Reminder: A stock doesn’t rise over time without encountering a few speed bumps along the way.
And that includes AI chipmaker Nvidia (NVDA).
Nvidia stock tanked 7.6% in the first quarter, underperforming the S&P 500 (^GSPC), Dow Jones Industrial Average (^DJI), and Nasdaq Composite (^IXIC).
Shares ended the first quarter under the psychologically important 200-day moving average — a level Nvidia fell below in mid-March.
In 2025, Nvidia’s stock rose by about 38.9%, more than double the S&P 500’s gain of 16.4%.
If there is any saving grace, it’s that Nvidia wasn’t the worst first quarter performer of the “Magnificent Seven.” That honor goes to Elon Musk’s Tesla (TSLA) — its stock plunged 24%.
Despite a solid GTC 2026 conference in early March, where CEO Jensen Huang revealed a $1 trillion revenue pipeline through 2027, Nvidia stock has been hit by a “sell the news” reaction from investors who are questioning how much growth is already baked into its premium valuation.
The company faces other headwinds as well. While Nvidia dominates the AI “training” chip market, there is growing uncertainty about how quickly it can monetize the shift to AI inference (running models in production).
Analysts are waiting for tangible proof that Blackwell Ultra shipments will translate into immediate earnings beats and that the recent Grok acquisition makes strategic sense.
“Nvidia … continues to ramp Blackwell production (GB200+GB300) while simultaneously preparing for the imminent ramp of its Vera Rubin platform (on track for the second half of 2026),” JPMorgan analyst Harlan Sur wrote in a note. “Even so, the stock response [post-earnings] suggests investors were left wanting more, which we think is tied to continued uncertainty around the growth trajectory for Nvidia’s data center business in 2027.”

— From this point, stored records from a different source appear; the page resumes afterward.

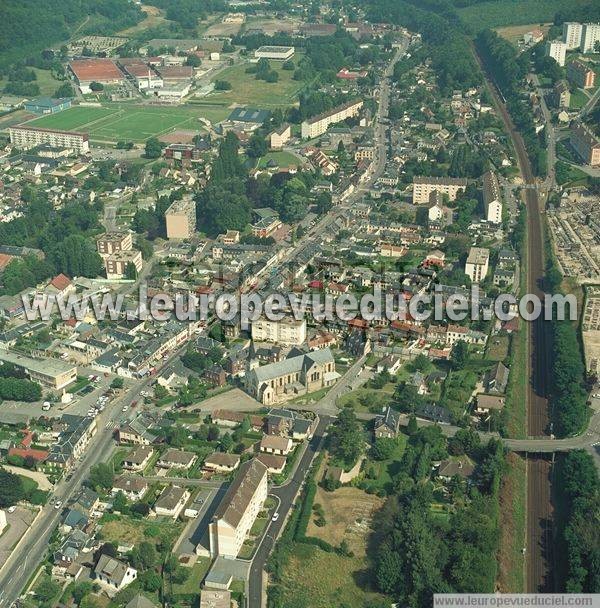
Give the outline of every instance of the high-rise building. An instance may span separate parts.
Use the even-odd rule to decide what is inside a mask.
[[[563,42],[567,45],[567,50],[572,51],[581,46],[581,23],[566,21],[563,23]]]
[[[597,42],[600,42],[600,23],[584,23],[581,30],[581,50],[584,53],[593,53]]]
[[[558,65],[564,66],[567,58],[567,45],[560,40],[551,40],[546,43],[546,55],[552,57]]]

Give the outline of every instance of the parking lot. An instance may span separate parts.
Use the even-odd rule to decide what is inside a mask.
[[[25,507],[17,507],[13,513],[5,513],[8,528],[0,536],[0,568],[35,519],[35,511]]]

Meanwhile, the ongoing volatility from Operation Epic Fury has sparked a massive rotation out of high-beta tech stocks like Microsoft (MSFT) and Meta (META) and into “physical” safe havens like energy and defense.

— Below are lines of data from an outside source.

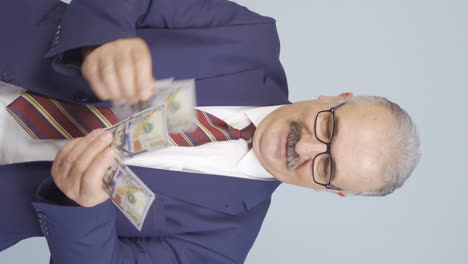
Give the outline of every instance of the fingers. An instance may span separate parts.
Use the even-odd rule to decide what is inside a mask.
[[[68,198],[82,206],[95,206],[108,199],[102,180],[114,160],[111,143],[112,134],[97,129],[72,140],[59,151],[51,173]]]
[[[101,90],[106,93],[107,100],[119,100],[122,94],[114,61],[112,58],[106,58],[101,63],[99,75],[102,80]]]
[[[52,176],[57,186],[62,187],[61,190],[70,199],[76,197],[79,190],[74,188],[80,182],[80,179],[77,179],[76,172],[73,174],[74,177],[71,177],[71,172],[77,169],[75,163],[80,158],[83,150],[87,149],[94,139],[103,131],[103,129],[97,129],[86,137],[74,139],[65,145],[57,154],[54,165],[52,166]]]
[[[55,156],[55,160],[54,160],[54,163],[52,164],[52,169],[51,169],[51,174],[52,174],[52,177],[54,178],[55,180],[55,183],[57,183],[57,181],[61,181],[62,180],[62,174],[59,173],[59,172],[62,172],[64,171],[65,172],[65,176],[68,176],[68,172],[71,168],[71,165],[68,164],[68,163],[65,163],[65,157],[67,157],[68,153],[77,145],[79,144],[79,142],[81,141],[82,138],[75,138],[74,140],[68,142],[67,144],[65,144],[62,149],[60,149],[60,151],[57,153],[57,155]],[[66,165],[70,165],[68,168],[65,167]],[[58,183],[57,183],[58,184]]]
[[[135,65],[136,79],[135,86],[138,87],[138,97],[140,100],[148,100],[152,95],[152,86],[155,82],[153,78],[153,62],[151,61],[151,53],[146,45],[142,46],[140,56],[133,56],[133,64]]]
[[[87,145],[83,143],[83,149],[75,147],[72,151],[77,151],[78,153],[70,153],[69,155],[77,155],[78,158],[74,161],[73,166],[70,170],[68,179],[70,184],[74,186],[78,186],[78,188],[74,189],[74,195],[82,194],[83,186],[81,186],[80,182],[82,182],[82,175],[86,174],[88,171],[89,166],[93,162],[93,160],[105,149],[110,149],[108,146],[112,143],[112,134],[110,132],[103,132],[100,133],[97,137],[95,137],[91,142],[87,142]],[[81,147],[81,146],[80,146]],[[99,185],[101,186],[101,185]]]
[[[104,192],[102,182],[107,169],[115,160],[114,151],[106,147],[89,164],[85,175],[81,178],[79,195],[80,205],[85,207],[95,206],[109,198]],[[91,198],[91,199],[89,199]]]
[[[136,98],[135,87],[135,65],[131,60],[131,55],[127,54],[123,57],[118,57],[114,61],[114,64],[117,65],[117,78],[119,80],[119,86],[121,91],[120,98],[123,98],[125,101],[134,102]]]
[[[140,38],[121,39],[94,49],[82,73],[101,100],[147,100],[154,83],[151,52]]]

“We ask our individual investors every time we survey them, one of the biggest stocks in your portfolio, it’s the Mag 7, it’s the FAANG stocks and the stocks that have taken so much punishment over the last six months or so. And they still hold onto them … These are the stocks that have been loyal to, and we’ll see how long they’re willing to keep up that patience,” Investopedia editor in chief Caleb Silver said on Yahoo Finance’s Opening Bid (video above).